Erin Patterson, uma mulher australiana de 50 anos, está sendo julgada por supostamente ter matado três familiares e tentado matar outro ao servir um prato de beef Wellington com cogumelos venenosos em julho de 2023. Durante o julgamento, foi mostrado que fotos em seu celular a mostram pesando cogumelos, que podem ser death caps, e ela admitiu ter colhido cogumelos antes do almoço, o que contradiz suas declarações anteriores. Os promotores afirmam que as imagens mostram Erin medindo a quantidade necessária para causar a morte de seus convidados. Ela disse que as fotos eram dela, mas não acreditava que os cogumelos fossem venenosos. Os familiares que comeram o prato, incluindo os sogros de Erin, ficaram doentes e morreram dias depois. O marido da irmã de sua sogra também ficou hospitalizado, mas se recuperou. Erin se tornou a primeira testemunha de defesa a depor e, durante o interrogatório, admitiu que havia colhido cogumelos nos meses anteriores ao almoço, apesar de ter dito o contrário à polícia. Ela também reconheceu que apagou fotos do celular após o almoço, com medo de que a polícia a culpasse pelas mortes. Erin negou que tivesse ido a um local específico para colher cogumelos venenosos e disse que não estava pesando os cogumelos para calcular uma dose letal.

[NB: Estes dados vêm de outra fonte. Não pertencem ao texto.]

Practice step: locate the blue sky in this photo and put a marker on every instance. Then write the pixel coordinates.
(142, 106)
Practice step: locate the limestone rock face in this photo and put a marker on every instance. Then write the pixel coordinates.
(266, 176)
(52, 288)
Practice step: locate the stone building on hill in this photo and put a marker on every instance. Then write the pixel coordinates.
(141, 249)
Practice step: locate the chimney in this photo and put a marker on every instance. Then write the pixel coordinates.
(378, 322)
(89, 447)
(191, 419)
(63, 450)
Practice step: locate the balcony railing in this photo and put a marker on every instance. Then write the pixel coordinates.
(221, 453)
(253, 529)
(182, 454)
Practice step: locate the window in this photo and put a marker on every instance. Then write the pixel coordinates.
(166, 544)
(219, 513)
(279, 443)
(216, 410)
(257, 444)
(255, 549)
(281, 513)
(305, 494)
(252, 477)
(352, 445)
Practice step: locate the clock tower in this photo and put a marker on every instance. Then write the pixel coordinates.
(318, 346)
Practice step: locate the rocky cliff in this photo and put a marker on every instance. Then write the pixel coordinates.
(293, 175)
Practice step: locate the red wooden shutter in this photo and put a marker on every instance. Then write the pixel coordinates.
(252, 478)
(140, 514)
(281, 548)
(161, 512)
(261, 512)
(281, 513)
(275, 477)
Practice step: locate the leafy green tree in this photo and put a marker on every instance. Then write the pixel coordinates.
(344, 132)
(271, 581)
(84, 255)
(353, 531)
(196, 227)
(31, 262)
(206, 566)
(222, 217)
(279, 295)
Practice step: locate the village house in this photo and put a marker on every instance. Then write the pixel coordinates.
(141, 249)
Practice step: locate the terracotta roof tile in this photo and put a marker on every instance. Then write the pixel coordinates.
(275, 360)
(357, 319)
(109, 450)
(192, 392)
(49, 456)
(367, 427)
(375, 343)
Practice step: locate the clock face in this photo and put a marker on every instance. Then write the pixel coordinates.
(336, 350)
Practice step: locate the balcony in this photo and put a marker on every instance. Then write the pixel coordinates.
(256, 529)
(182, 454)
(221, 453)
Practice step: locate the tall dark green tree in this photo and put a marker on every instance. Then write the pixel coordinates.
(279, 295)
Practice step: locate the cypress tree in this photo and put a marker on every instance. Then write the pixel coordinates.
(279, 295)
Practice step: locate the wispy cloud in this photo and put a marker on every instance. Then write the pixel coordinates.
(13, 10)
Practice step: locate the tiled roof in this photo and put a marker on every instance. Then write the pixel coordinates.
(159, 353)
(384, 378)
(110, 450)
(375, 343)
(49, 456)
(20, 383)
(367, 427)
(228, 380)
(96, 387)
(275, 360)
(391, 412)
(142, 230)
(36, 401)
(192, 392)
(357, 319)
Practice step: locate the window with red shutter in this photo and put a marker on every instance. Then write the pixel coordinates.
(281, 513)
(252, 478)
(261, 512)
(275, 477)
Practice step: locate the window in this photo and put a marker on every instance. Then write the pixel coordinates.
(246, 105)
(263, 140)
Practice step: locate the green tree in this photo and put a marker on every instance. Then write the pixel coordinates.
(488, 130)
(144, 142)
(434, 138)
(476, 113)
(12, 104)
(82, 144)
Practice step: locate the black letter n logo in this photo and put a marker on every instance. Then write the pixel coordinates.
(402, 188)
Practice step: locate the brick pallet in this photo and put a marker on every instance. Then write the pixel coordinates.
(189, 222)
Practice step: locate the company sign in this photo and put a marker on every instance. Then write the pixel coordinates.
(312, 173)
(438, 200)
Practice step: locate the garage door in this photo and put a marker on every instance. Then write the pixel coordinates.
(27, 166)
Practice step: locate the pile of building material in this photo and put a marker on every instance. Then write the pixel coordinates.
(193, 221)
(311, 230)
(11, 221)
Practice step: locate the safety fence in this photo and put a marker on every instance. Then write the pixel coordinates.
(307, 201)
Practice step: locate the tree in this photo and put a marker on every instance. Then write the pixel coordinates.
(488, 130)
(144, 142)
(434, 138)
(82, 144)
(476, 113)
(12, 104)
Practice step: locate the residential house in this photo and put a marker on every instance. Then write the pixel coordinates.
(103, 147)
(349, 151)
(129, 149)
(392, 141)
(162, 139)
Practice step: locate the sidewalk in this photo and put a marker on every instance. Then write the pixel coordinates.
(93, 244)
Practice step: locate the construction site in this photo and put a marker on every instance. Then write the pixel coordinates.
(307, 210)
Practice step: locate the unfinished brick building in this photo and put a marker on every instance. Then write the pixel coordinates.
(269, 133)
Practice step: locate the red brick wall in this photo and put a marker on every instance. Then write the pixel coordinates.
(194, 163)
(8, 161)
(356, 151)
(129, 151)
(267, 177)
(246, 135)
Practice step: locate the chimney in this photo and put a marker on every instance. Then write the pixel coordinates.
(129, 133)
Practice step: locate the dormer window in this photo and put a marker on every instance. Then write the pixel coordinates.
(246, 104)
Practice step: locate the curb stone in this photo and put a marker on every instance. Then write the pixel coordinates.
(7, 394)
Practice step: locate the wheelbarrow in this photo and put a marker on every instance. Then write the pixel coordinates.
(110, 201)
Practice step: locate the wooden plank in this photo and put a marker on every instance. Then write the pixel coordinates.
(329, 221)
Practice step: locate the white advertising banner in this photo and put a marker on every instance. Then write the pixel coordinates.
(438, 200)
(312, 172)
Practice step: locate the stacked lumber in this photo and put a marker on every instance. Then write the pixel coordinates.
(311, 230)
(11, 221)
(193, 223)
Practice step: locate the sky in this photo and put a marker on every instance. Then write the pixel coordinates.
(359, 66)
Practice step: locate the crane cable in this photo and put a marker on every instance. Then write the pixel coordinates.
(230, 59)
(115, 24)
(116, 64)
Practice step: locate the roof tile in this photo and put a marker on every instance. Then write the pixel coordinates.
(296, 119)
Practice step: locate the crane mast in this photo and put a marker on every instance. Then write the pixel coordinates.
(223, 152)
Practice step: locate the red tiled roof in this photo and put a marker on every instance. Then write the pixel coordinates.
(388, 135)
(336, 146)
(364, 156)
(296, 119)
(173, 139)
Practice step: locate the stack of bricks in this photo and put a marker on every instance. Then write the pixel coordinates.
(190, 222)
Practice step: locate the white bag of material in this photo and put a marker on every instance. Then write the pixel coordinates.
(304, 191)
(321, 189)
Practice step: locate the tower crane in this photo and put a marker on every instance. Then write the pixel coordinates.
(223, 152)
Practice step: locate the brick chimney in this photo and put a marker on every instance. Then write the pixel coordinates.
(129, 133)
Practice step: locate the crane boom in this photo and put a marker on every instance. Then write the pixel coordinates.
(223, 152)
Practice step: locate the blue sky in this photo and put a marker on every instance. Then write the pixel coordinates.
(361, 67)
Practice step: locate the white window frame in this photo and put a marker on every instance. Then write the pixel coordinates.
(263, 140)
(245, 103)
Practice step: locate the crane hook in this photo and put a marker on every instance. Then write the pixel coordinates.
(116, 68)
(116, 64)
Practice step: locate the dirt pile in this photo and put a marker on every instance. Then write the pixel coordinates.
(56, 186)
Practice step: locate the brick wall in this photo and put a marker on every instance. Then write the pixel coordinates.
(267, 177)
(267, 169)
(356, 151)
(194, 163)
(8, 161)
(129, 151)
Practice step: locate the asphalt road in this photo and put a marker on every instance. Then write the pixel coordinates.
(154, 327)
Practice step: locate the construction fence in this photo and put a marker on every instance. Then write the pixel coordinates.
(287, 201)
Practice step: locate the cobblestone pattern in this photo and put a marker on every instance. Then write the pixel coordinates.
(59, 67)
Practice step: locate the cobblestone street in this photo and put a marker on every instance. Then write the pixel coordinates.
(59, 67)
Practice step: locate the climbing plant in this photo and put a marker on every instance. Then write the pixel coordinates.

Erin Patterson, uma mulher australiana de 50 anos, é acusada de assassinar três familiares e tentar matar outro ao servir um prato de beef Wellington com cogumelos tóxicos em julho de 2023. Durante o julgamento, surgiram novas evidências que complicam sua defesa.
Fotos encontradas no celular de Erin mostram que ela pesava cogumelos, possivelmente death caps (cogumelos da morte), e ela admitiu ter coletado cogumelos antes do almoço, contradizendo declarações anteriores. A acusação argumenta que as imagens indicam que ela estava medindo a quantidade necessária para uma dose letal.
Os familiares de Erin, Don e Gail Patterson, ambos com 70 anos, e a irmã de Gail, Heather Wilkinson, de 66 anos, adoeceram e morreram dias após a refeição. O marido de Heather, Ian Wilkinson, foi hospitalizado, mas se recuperou após um coma induzido de semanas. O julgamento, que começou há seis semanas, já ouviu mais de 50 testemunhas da acusação.
Erin foi a primeira testemunha de defesa a depor. Durante o interrogatório, ela admitiu ter foraged (coletado) cogumelos nos três meses anteriores ao almoço, apesar de ter afirmado o contrário a autoridades. Imagens recuperadas de seu celular mostram cogumelos sendo pesados em abril de 2023. Erin reconheceu que apagou dados do celular após o incidente, temendo que as fotos a incriminassem.
O especialista em fungos, Dr. Rogers, afirmou que as imagens eram “altamente consistentes” com death caps. Ele alegou que Erin havia coletado os cogumelos após ver uma postagem no iNaturalist, uma plataforma para registro de flora e fauna. Erin, no entanto, negou ter ido à área para buscar cogumelos tóxicos e não se recorda da postagem.
A defesa questionou Erin sobre suas mentiras a respeito da coleta de cogumelos e do uso de um desidratador de alimentos, que a acusação afirma ter sido utilizado para preparar os cogumelos. Erin admitiu que mentiu por medo, mas reiterou que não colocou intencionalmente os cogumelos venenosos na refeição.